Il 16 giugno 2010, in Serbia, usciva uno dei film più controversi e disturbanti mai realizzati: A Serbian Film. Da allora sono passati quindici anni, ma il trauma, il disgusto e le polemiche che ha generato sono ancora lì, come una ferita aperta nella carne viva del cinema horror estremo.

Non è un film facile da affrontare, né tantomeno da raccontare. È un pugno nello stomaco, una visione che ti strappa via ogni certezza. Eppure, per quanto sia scomodo, A Serbian Film merita di essere riletto oggi con occhi lucidi, lontani dalle reazioni isteriche del tempo. Perché se è vero che l’orrore ci respinge, è anche vero che spesso ha molto da dirci.

Trama

Miloš è un ex attore pornografico, ritiratosi per vivere una vita tranquilla con la moglie e il figlio. Un giorno riceve un’offerta economicamente irrinunciabile: partecipare a un progetto “artistico” che però si rivela, scena dopo scena, una discesa all’inferno. Un inferno fatto di violenza, perversione, controllo e annientamento dell’identità.

Basta così. Il resto è da vedere – o da evitare, a seconda della propria resistenza mentale e morale.

Un film estremo, ma non gratuito

Il regista Srđan Spasojević ha sempre difeso la sua opera come una metafora politica e culturale sulla condizione della Serbia post-bellica. E se si va oltre l’orrore esplicito, il messaggio emerge con chiarezza: A Serbian Film parla di un popolo abusato, manipolato, ridotto a merce. Miloš non è solo un personaggio, è il corpo stesso della nazione: usato, svuotato, costretto a recitare copioni imposti da altri.

È facile bollare tutto come pornografia della violenza. È molto più difficile accettare che quel linguaggio eccessivo serva a comunicare un disagio reale, profondo, collettivo.

Simbolismo e potere: quando il cinema diventa grido

Ogni scena, per quanto insostenibile, è carica di simboli.

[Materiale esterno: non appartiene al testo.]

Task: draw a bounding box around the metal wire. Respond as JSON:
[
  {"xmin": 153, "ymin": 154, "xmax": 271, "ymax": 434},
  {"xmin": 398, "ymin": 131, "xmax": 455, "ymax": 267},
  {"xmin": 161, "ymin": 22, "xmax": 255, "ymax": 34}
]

La pornografia come allegoria della politica, lo snuff come riflesso della disumanizzazione, la famiglia come ultimo baluardo da abbattere per completare la distruzione dell’individuo. Non c’è nulla di gratuito, se si accetta l’assunto che il vero orrore non è quello che si vede, ma ciò che lo genera.

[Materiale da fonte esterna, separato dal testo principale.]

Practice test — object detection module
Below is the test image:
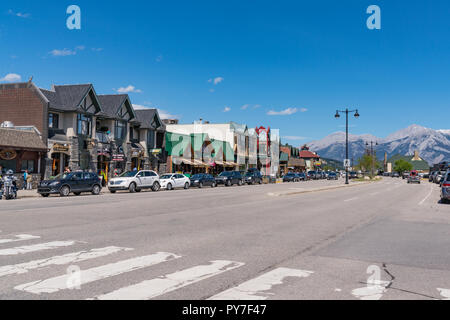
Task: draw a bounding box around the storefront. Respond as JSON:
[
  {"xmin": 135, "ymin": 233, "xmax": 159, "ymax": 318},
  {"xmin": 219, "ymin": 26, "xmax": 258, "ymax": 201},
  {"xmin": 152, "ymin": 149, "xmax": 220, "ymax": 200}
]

Il film ci sbatte in faccia un mondo in cui non c’è più distinzione tra arte e abuso, tra realtà e incubo. Un mondo in cui il potere si esercita attraverso il controllo assoluto dei corpi e delle scelte. E in questo, A Serbian Film è spaventosamente lucido.

Estetica e regia: l’incubo che si veste da realismo

La regia di Spasojević è fredda, quasi clinica. Nessuna concessione all’estetica horror tradizionale: qui si respira solo disagio, claustrofobia, annullamento. Il montaggio è serrato, l’uso del suono chirurgico, la fotografia scarna. Tutto contribuisce a generare quella sensazione di impotenza e nausea che accompagna ogni fotogramma.

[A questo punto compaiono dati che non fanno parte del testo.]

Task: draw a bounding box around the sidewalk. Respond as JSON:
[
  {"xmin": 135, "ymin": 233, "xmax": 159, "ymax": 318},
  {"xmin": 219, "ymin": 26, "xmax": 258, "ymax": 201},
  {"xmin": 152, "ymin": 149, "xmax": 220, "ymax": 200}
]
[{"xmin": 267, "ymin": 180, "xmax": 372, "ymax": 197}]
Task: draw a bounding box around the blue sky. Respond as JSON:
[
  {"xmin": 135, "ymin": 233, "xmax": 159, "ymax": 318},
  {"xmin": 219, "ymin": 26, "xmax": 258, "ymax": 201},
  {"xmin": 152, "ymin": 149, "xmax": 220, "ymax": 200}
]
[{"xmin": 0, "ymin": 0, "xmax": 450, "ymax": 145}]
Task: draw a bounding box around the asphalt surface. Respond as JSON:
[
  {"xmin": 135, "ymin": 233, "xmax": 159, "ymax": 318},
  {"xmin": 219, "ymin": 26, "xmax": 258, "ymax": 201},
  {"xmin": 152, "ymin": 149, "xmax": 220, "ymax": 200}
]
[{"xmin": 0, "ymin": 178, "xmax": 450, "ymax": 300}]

Non ci sono jump scare. Solo una lenta, implacabile discesa nel vuoto.

Curiosità (o leggende metropolitane)

  • Il film è stato bandito in oltre 40 paesi, alcuni dei quali non l’hanno mai ufficialmente distribuito in alcuna versione.
  • In Gran Bretagna fu distribuito solo dopo 49 tagli, per un totale di 4 minuti di film rimossi.
  • Le scene più controverse hanno portato molti festival a ritirare la pellicola all’ultimo momento.
  • Durante alcune proiezioni si sono verificati svenimenti e uscite di massa dalla sala.
  • L’attore protagonista, Srđan Todorović, è noto anche per essere stato batterista di una band punk: un dettaglio che ben si sposa con la natura sovversiva e ribelle del film.

Guardare fa male. Ma serve.

A Serbian Film non è per tutti. Non dovrebbe esserlo. È un film che mette alla prova, che provoca, che sporca. Non ci sono catarsi, né redenzioni. Solo una verità brutale: siamo tutti potenzialmente manipolabili, consumabili, sacrificabili.

A quindici anni dalla sua uscita, resta un’opera che non si può ridurre a semplice shock value. Perché ci sono ferite che devono restare aperte per ricordarci da dove veniamo. E A Serbian Film, nel suo modo sporco e feroce, fa esattamente questo: ci ricorda che l’orrore vero è quello che fingiamo di non vedere.

E che, a volte, il cinema serve proprio a costringerci a guardare.